The attendance rate was assessed based on attendance to the center-based sessions, and by weekly exercise logs for the home-based sessions. Moreover, the average calorie expenditure per day was recorded by the accelerometer at baseline and week 10 26 to analyze the exercise intensity. All participants had an attendance rate above 75%.
Statistical analyses
Descriptive statistics with mean and standard deviation were performed to characterize the groups. Data normality and homogeneity of variance were tested using the Kolmogorov–Smirnov and Levene tests. For comparison of initial characteristics, the independent t-test and the Mann–Whitney test were used. The logarithm transformation (log10) was performed when the data presented a non-normal distribution. Group comparisons before and after the intervention were performed using the ANOVA Mixed Models with Bonferroni post hoc test. Furthermore, the Pearson's correlation coefficient r was calculated to check the magnitude of the observed effects, considering r = 0.10 as a small effect, r = 0.30 as a medium effect, and r = 0.50 as a large effect size. 27 The significance level was set at p < 0.05, and the statistical procedures were performed in SPSS software, version 25.
Results
The initial characteristics of the participants are presented in Table 1. No significant differences were observed between groups before the intervention. There were no reports of adverse effects, such as falls, muscle soreness, injuries, or any other relevant problem related to the intervention. Exercise attendance rates were 87% for HB group and 77% for the CB group. After the intervention, there was a decrease in the frailty state prevalence in 11 older adults (65%) of HB group becoming robust, as well as 13 older adults (92%) of the CB group (Table 2).

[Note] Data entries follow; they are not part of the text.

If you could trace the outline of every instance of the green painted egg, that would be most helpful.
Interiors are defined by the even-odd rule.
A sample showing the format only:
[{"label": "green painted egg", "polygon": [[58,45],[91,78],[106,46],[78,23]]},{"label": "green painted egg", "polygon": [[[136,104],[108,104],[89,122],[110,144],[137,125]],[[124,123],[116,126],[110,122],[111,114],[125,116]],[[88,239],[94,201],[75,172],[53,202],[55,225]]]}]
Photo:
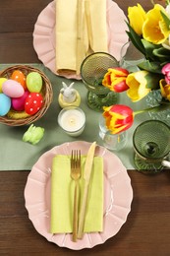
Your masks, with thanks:
[{"label": "green painted egg", "polygon": [[39,93],[42,89],[42,77],[37,72],[30,72],[27,76],[26,83],[30,93]]}]

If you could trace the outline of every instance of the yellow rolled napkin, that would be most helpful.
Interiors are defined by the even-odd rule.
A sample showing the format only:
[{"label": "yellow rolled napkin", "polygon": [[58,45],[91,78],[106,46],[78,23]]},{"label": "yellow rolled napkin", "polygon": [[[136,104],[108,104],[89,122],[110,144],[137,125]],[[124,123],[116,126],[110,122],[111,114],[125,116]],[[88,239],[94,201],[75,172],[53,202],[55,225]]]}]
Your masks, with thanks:
[{"label": "yellow rolled napkin", "polygon": [[89,53],[108,51],[106,0],[56,0],[55,28],[58,75],[78,75]]},{"label": "yellow rolled napkin", "polygon": [[[82,177],[80,185],[81,209],[85,180],[83,172],[85,156],[82,156]],[[57,155],[52,162],[51,176],[51,233],[73,232],[73,206],[75,181],[70,176],[70,156]],[[103,159],[94,157],[88,187],[88,198],[85,221],[85,232],[103,230]]]}]

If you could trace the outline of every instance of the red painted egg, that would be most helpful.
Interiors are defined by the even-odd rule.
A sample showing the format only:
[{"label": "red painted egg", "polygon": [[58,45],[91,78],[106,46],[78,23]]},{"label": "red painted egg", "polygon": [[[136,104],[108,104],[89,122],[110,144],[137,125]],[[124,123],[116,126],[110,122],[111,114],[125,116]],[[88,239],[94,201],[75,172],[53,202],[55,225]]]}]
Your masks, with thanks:
[{"label": "red painted egg", "polygon": [[35,114],[42,106],[43,97],[38,93],[30,93],[25,101],[25,111],[28,114]]},{"label": "red painted egg", "polygon": [[25,74],[22,71],[15,70],[12,73],[11,79],[17,81],[18,83],[20,83],[25,90],[27,89],[26,76],[25,76]]}]

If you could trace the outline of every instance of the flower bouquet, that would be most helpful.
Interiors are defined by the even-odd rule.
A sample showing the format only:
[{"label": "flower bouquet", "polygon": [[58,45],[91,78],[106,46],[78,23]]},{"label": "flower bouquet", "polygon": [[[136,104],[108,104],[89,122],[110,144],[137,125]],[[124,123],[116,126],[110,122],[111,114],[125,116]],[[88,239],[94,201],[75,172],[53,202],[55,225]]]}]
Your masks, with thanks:
[{"label": "flower bouquet", "polygon": [[129,129],[136,114],[170,111],[170,4],[166,8],[155,4],[148,12],[138,4],[128,8],[128,18],[129,38],[145,59],[136,72],[121,67],[108,69],[102,85],[116,93],[126,91],[133,102],[152,92],[158,92],[160,97],[151,107],[136,112],[126,105],[104,107],[106,126],[113,134]]}]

Comparison of Initial Characteristics Between-Group Preintervention
Data presented as mean (standard deviation).
AB, abdominal circumference; BMI, body mass index; MMSE, Mini-Mental State Examination.
Classification of Frailty Status Before and After Completing a 12-Week Exercise Program
There were no significant differences in the average calorie expenditure per day between groups (HB vs. CB) at baseline (600 ± 270 vs. 705 ± 283 kcal/d) and at the week 10 (700 ± 291 vs. 849 ± 196 kcal/d). In the exercise session, it was observed a significant difference between groups in the sedentary time (p = 0.01), light activity time (p = 0.03), and very vigorous activity time (p = 0.01). The HB group spent more time in sedentary activity, and the CB group spent more time in light activity. In general, the HB group spent 54% of the exercise session in light and moderate activity, whereas the CB group spent 67% of the time in the same activity level. Details are present in Table 3.
Comparison of Caloric Expenditure and Time Spent (%) in the Three Sessions of Training in the 10th Week Between Groups
Data presented as mean (standard deviation).
Significant intergroup difference.
Muscle power of knee flexors increased in the CB group from 24.9 ± 4.7 W preintervention to 28.4 ± 5.4 W postintervention [F (1,29) = 4.4, p < 0.046, r = 0.36] at 60°/s and from 39.2 ± 7.1 W preintervention to 43.8 ± 8.4 W postintervention [F (1,29) = 4.2, p < 0.05, r = 0.36] at 180°/s with medium effect size. The muscle power of knee flexors increased in the HB group from 39.1 ± 9.4 W preintervention to 44.3 ± 13.5 W postintervention [F (1,29) = 6.3, p < 0.018, r = 0.42] and the total work from 182.3 ± 58.4 J preintervention to 209.3 ± 77.2 J postintervention [F (1,29) = 4.8, p < 0.036, r = 0.38] at 180°/s, both with medium effect size (Table 4).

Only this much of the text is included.